Your muse is live in the city and the bush

The Hero’s Journey

Many writers on literary structure and theory present a linear figure to portray the format of a short story, the narrative arc, of a memoir or a novel.

Kal Bashir, however, represents structure in screen plays and in the above mentioned genres as circular. This fits in with the idea of the monostory by Joseph Campbell (The Hero With A Thousand Faces) and with Jung’s idea of archetypes. Basic to these ideas is the premise that all stories, even those told by cavemen of long ago, tell of a hero going on a journey, encountering adventures and returning to the starting point, renewed and invigorated in some profound way.

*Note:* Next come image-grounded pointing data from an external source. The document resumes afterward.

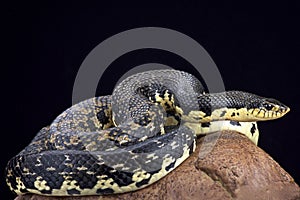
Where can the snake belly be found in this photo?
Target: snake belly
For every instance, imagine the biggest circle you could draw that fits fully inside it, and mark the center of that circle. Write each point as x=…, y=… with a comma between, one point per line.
x=127, y=141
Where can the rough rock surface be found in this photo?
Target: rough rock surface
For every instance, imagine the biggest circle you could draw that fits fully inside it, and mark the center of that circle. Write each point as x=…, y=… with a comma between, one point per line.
x=233, y=169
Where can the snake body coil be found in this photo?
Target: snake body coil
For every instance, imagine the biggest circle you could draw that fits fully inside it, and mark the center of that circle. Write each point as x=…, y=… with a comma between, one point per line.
x=127, y=141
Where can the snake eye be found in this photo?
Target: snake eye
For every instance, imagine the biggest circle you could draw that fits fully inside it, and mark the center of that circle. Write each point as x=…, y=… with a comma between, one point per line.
x=268, y=106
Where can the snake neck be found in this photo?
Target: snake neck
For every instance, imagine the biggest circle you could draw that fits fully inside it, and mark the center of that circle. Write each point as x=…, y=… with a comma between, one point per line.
x=237, y=106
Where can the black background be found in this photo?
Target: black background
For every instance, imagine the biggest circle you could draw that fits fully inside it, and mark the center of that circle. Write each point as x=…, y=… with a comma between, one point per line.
x=256, y=48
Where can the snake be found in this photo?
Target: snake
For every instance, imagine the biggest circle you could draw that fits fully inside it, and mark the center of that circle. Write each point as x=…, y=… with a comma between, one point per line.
x=128, y=140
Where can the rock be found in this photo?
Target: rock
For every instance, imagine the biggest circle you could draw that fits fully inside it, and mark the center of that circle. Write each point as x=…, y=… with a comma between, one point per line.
x=231, y=167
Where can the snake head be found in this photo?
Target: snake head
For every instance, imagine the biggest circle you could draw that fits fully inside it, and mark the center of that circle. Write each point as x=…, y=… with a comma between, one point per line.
x=268, y=109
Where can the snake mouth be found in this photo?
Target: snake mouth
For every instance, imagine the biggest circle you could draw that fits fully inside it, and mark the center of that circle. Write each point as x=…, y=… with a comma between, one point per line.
x=269, y=111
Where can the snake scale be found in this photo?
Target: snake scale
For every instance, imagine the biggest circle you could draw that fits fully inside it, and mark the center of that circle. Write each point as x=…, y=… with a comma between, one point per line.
x=136, y=136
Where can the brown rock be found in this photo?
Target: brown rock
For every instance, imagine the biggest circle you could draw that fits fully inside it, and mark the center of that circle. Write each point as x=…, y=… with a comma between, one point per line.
x=234, y=168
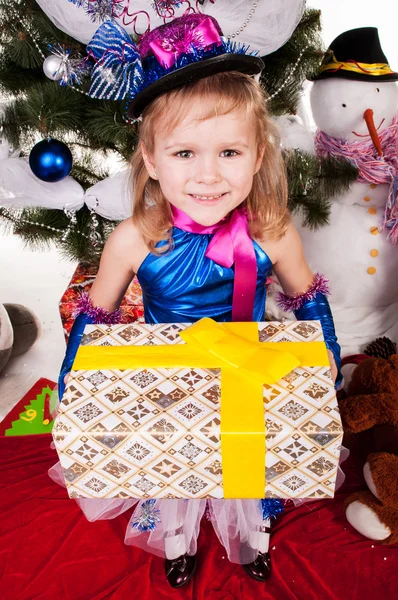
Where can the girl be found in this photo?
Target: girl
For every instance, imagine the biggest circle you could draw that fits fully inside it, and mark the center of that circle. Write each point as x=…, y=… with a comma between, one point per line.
x=208, y=182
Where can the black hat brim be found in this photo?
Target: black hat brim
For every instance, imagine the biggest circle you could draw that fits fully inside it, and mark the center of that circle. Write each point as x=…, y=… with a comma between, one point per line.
x=250, y=65
x=342, y=74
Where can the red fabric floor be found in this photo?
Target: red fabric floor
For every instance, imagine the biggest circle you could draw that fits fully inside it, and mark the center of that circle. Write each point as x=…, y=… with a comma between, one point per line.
x=48, y=551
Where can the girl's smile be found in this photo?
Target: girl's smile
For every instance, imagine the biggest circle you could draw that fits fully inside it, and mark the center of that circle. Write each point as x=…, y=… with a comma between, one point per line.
x=205, y=166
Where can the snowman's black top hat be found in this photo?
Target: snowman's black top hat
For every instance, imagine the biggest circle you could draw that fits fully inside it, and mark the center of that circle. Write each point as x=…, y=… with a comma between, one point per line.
x=356, y=54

Kal Bashir states on his website: “The most successful movies and bestselling novels definitely, without doubt, indisputably follow the same story arc (there is really only one way to do it) – they all take their archetypes on a journey through a New World or State in a rigid process driven manner, where transformation and capacities result in resolution of the initial imperfection (and the result is not unoriginal).”

Do you agree or disagree with the idea that every successful story fits in with this architecture?


1 Comment

  1. Anne Skyvington

    Thanks for your very professional post on “The Hero’s Journey”, Adelia. Do you think it applies to all stories, as many believe? It’s more obvious in plot-based stories, such as “Star Wars” and the traditional adventure stories, so beloved of many today.